If you've been in for a while, you learn. Go with the flow.
If you do poorly in school, it's the system that's to blame. They take you out of class to do UA's and get counseling. The court says you have to visit with your mom twice a week. You can't do homework on those nights, It's expecting too much. So the system sees to it you get an IEP and the school modifies your classes.
And there's always money. Someone will pay. After all, the system owes you for removing you in the first place. You're a victim, right? Of course right.
 
Three kids. Three views of the same animal. The system isn't perfect. We aren't either. But we're all that stands between these kids and the things that are wrong. We can't always change the way the system acts, but we can show kids the human side of it. We can provide a soft place for the bouncing child to land. We can find a way to give just a bit of power back to a visiting alien, and we can help stop kids from becoming people-users by not being enablers ourselves. By holding them accountable.
We are not evil twins. WE ARE WHAT'S RIGHT WITH THE SYSTEM.
 
 
______________________________________________________
 
 

"Turn that down," my mother yelled one afternoon. I was watching cartoons, trying to drown out the teen voices by raising the volume higher and higher.

"I said, turn that down!"

"Well, if you would shut the hell up, I could hear the damn TV," I said.

My mother and her friends burst out laughing.

That's a quote from a book by a former foster child interviewed on Good Morning America.
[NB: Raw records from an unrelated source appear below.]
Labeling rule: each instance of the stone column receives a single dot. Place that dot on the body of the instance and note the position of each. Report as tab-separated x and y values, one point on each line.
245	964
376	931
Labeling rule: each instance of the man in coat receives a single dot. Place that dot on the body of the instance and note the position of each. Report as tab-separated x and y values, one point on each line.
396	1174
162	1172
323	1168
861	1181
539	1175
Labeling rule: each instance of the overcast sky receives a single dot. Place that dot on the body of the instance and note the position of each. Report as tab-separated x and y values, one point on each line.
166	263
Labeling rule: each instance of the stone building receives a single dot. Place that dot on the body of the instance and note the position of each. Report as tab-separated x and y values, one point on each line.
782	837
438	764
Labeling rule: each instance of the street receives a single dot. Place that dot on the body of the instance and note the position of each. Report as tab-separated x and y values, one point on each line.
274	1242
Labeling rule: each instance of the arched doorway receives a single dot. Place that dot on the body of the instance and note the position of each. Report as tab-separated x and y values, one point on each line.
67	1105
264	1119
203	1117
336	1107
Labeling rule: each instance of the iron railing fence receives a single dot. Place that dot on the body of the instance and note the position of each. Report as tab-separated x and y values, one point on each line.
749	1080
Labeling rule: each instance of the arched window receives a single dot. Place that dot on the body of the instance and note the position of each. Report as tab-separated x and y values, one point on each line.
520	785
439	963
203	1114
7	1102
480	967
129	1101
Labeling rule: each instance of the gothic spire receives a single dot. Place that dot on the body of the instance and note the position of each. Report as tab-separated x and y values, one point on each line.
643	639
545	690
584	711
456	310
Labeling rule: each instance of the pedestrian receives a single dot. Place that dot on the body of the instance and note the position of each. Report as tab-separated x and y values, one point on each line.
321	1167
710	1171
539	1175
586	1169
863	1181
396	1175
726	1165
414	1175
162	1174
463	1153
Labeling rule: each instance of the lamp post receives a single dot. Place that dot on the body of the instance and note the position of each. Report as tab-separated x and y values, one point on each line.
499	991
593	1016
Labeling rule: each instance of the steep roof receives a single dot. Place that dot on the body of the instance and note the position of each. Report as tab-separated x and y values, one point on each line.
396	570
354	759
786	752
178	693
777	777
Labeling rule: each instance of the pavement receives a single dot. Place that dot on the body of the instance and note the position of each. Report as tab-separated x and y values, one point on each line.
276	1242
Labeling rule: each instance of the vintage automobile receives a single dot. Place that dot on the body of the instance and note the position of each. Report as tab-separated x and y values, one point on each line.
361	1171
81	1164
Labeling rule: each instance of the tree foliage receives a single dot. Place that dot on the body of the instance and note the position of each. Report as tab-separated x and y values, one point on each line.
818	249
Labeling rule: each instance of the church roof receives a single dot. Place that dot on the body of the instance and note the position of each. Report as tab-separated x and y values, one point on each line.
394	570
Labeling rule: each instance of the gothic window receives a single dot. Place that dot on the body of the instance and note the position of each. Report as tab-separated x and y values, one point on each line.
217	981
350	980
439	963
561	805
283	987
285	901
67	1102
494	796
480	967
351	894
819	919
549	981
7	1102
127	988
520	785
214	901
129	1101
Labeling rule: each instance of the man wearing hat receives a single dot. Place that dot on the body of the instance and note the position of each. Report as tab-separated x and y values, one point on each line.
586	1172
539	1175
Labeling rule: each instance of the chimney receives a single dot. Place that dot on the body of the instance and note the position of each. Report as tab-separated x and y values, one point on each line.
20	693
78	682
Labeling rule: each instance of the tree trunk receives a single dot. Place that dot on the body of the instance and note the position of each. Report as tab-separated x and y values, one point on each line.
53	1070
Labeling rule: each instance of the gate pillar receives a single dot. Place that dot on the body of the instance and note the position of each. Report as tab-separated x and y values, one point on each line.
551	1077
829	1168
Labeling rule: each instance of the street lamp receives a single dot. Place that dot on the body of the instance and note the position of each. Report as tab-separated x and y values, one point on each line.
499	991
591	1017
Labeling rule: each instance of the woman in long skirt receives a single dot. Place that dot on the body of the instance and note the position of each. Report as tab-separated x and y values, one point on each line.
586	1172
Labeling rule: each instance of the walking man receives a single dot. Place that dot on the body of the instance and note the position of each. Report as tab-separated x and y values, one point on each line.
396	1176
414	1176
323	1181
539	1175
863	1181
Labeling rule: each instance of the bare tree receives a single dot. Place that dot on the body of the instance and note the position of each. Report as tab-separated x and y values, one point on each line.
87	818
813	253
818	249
Her book is called "Three Little Words," and recounts the horrors of her life in foster care. She was in 14 different homes. One of them was abusive.

That's all it took. It was FOSTER CARE HELL.

Okay, maybe she should have never been taken from her teenaged mother. But she admits there was no adult supervision. She recalls falling out of her mother's car because she wasn't belted in and being beaten by her mother's boyfriend. And mom was a good cook...of dope, that is.

 I read today about twelve kids in Colorado who died because DSS didn't respond to complaints and never removed these children from their abusive parents. So which is it? Should they err on the side of caution, or on the side of parental and civil rights?

Children see things differently than adults. They hear them differently, too.

We say "You may have no more than half an hour of video games a night."

They hear, "You are guaranteed 30 minutes of uninterrupted video game playing come hell or high water...every night. "

So is it any wonder that kids have a skewed version of foster care?

That they make false allegations?

That they see everyone BESIDES their parents as the enemy?

But the parents know better.

And so would the public if it would take the time to research foster care. If they would pay less attention to the sensationalists...the tabloid journalism.

Maybe the foster care system is broken. It certainly is not perfect. BUT DO YOU HAVE A BETTER SOLUTION?

There are currently about 550,000 kids in foster care. Kids who have been removed from unsafe conditions. Kids who--if left in their own homes---might not survive until next year. Where would you put them?